The need for regular access to water leads to Zebra Finches remaining close to water; establishing watering point for stock, as well as irrigation projects, appears to have increased the numbers and range of Zebra Finches substantially since before European settlement.
Zebra Finches are social birds, living in flocks of 10 to 100 or more year round, even staying in a group while breeding; where habitats are limited up to a dozen pairs will nest in the same shrub. The flock feeds during the morning hopping around on the ground (with feet together) picking up fallen seeds, mostly of grasses. In late afternoon flock gathers at a central watering point where they drink, bathe, preen one another and huddle together on perches.

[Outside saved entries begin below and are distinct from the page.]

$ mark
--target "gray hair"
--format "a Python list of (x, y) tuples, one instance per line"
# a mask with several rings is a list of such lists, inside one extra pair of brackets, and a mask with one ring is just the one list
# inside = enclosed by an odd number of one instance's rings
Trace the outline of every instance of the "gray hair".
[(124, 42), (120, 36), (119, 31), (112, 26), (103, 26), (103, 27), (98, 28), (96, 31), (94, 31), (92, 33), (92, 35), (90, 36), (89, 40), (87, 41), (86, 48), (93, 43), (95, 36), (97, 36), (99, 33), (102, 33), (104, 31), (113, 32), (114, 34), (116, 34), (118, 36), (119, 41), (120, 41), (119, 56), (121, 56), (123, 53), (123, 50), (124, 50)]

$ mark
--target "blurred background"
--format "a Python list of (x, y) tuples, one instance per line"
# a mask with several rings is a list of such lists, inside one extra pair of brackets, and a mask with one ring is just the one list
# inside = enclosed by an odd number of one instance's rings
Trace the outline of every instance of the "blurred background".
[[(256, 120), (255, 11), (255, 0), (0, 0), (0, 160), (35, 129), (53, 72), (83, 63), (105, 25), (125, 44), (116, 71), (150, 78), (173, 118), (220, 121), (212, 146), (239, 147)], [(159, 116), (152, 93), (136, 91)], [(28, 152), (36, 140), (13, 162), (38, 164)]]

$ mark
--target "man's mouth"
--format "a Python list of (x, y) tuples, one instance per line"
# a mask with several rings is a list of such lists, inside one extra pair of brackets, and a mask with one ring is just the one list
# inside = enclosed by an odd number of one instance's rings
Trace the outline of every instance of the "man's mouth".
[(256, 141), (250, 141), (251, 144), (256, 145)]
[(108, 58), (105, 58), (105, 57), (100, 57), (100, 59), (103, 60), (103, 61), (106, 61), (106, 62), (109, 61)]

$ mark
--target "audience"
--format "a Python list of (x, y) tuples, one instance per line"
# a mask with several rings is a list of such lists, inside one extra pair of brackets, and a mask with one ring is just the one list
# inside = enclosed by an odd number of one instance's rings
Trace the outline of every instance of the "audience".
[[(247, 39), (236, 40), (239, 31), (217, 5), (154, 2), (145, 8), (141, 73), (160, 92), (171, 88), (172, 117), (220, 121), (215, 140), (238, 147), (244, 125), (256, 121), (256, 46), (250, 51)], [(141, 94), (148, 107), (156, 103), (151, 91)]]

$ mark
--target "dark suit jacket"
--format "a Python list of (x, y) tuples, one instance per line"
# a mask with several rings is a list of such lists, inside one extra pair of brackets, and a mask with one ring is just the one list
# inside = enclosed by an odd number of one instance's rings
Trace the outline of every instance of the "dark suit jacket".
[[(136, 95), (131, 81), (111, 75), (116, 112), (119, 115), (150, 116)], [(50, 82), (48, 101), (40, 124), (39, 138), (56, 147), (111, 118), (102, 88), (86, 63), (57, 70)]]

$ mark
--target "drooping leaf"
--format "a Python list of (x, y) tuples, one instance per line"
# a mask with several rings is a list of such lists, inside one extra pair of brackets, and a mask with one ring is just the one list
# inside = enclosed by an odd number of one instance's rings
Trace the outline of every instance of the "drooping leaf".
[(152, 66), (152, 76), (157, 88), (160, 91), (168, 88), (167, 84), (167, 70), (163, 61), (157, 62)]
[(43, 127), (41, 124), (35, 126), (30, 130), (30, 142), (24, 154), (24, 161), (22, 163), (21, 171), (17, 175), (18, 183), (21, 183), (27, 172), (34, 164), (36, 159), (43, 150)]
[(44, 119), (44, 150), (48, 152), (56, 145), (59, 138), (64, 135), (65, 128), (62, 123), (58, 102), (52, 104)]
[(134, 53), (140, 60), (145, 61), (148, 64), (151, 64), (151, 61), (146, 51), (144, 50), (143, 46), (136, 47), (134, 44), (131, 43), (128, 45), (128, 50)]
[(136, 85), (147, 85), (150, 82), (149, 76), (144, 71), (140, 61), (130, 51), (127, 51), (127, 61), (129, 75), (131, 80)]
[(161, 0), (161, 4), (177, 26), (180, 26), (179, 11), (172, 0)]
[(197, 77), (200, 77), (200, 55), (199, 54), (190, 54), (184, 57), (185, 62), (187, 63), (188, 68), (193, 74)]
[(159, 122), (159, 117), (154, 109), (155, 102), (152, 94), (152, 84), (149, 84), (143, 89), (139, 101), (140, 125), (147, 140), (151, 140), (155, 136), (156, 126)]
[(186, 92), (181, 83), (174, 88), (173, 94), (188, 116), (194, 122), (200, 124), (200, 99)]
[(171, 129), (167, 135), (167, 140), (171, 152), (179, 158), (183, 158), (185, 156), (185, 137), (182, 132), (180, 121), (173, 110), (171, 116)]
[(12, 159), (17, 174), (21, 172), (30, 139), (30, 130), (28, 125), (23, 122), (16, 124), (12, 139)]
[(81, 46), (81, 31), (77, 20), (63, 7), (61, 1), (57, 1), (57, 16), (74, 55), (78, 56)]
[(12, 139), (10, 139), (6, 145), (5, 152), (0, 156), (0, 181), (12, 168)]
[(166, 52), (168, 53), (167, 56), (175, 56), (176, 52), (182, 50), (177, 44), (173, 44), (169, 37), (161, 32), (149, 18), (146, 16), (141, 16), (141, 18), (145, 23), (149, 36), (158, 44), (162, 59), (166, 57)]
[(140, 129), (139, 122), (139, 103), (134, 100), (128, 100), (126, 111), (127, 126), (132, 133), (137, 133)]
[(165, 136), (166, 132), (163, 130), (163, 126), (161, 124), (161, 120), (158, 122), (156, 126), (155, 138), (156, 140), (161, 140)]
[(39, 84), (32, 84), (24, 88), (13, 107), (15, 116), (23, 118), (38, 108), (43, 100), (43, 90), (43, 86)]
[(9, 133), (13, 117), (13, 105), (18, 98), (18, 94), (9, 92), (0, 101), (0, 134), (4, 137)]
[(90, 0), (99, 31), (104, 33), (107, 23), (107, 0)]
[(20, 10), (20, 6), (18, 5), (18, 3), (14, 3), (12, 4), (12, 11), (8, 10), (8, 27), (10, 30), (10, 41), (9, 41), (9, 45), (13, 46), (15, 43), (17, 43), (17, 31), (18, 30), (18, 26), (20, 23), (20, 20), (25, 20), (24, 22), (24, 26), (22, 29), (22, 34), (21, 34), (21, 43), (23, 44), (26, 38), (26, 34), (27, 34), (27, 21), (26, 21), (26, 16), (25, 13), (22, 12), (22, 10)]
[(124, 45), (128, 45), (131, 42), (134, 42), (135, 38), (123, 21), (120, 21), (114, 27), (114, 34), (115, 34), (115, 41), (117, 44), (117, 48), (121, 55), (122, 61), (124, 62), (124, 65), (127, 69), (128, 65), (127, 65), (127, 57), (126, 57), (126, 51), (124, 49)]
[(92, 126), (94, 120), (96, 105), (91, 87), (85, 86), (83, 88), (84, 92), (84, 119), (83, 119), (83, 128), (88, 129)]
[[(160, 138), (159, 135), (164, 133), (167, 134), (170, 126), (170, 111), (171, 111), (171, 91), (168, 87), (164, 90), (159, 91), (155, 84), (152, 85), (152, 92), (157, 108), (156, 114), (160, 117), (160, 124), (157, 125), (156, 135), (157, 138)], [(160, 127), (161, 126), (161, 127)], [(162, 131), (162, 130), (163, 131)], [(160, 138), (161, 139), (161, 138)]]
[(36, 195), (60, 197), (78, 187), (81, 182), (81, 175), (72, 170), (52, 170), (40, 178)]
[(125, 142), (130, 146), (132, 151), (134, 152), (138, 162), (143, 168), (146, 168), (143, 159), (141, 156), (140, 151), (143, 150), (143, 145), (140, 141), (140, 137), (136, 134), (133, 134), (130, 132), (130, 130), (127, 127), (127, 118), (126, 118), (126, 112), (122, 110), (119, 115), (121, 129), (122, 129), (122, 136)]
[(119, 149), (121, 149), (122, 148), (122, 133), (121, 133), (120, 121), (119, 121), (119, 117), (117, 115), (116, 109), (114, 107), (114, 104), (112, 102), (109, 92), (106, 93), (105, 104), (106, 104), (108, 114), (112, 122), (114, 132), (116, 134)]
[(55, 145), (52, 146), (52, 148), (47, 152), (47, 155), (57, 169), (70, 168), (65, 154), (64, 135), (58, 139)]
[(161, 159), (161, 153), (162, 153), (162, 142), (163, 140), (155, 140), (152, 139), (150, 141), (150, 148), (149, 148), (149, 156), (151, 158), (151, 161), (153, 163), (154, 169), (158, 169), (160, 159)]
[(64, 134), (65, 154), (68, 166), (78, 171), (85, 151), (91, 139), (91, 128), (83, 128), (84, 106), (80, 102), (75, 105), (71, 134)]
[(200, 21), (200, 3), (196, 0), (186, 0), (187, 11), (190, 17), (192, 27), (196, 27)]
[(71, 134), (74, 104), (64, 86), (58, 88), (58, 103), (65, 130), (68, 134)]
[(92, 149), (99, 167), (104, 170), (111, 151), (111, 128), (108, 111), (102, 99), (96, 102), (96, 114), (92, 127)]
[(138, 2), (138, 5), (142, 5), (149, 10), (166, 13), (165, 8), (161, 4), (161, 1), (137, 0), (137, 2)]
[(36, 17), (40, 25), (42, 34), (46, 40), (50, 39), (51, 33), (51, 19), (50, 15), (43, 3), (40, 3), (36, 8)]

Pairs mate permanently and stay together all year, roosting together and with others in communal roost nests - either old breeding nests or specially built small round structures. Breeding takes place in most months, especially after rain which triggers a breeding frenzy of multiple broods. The male selects several possible nest sites and the female selects the one to be used. The male brings grass stems for the nest and the female does the building, first a platform, then the walls and roof and finally the entrance tunnel to form a flask-shaped nest with a spherical nest chamber 120 to 200 millimetres in diameter, lined with feathers and down; a side entrance tunnel is 50 to 250 millimetres long. The nest is finished in one to two weeks, built of small branches and twigs of bushes and low trees; sometimes in hollows or on the ground.
Four or five (sometimes seven) eggs are laid; pure white; oval about 11 by 15 millimeters. Incubated for 12 to 14 days by both parents who take one to two-hour shifts by day calling to one another to change over. Both sleep in the nest at night. The young fledge in about three weeks and, after fledging, are led back to the nest by their parents to roost until they are abandoned by their parents. The young are independent after 10 days, gain adult plumage in nine to ten weeks and are able to breed then. To cope with the hostile environment Zebra Finches breed when the opportunity arises the only exceptions being drought and cold winters.
Similar Species. The Zebra Finch is not readily confused with any other species.
Also found in part of Indonesia (Lesser Sunda Islands). There are two races; one in Australia.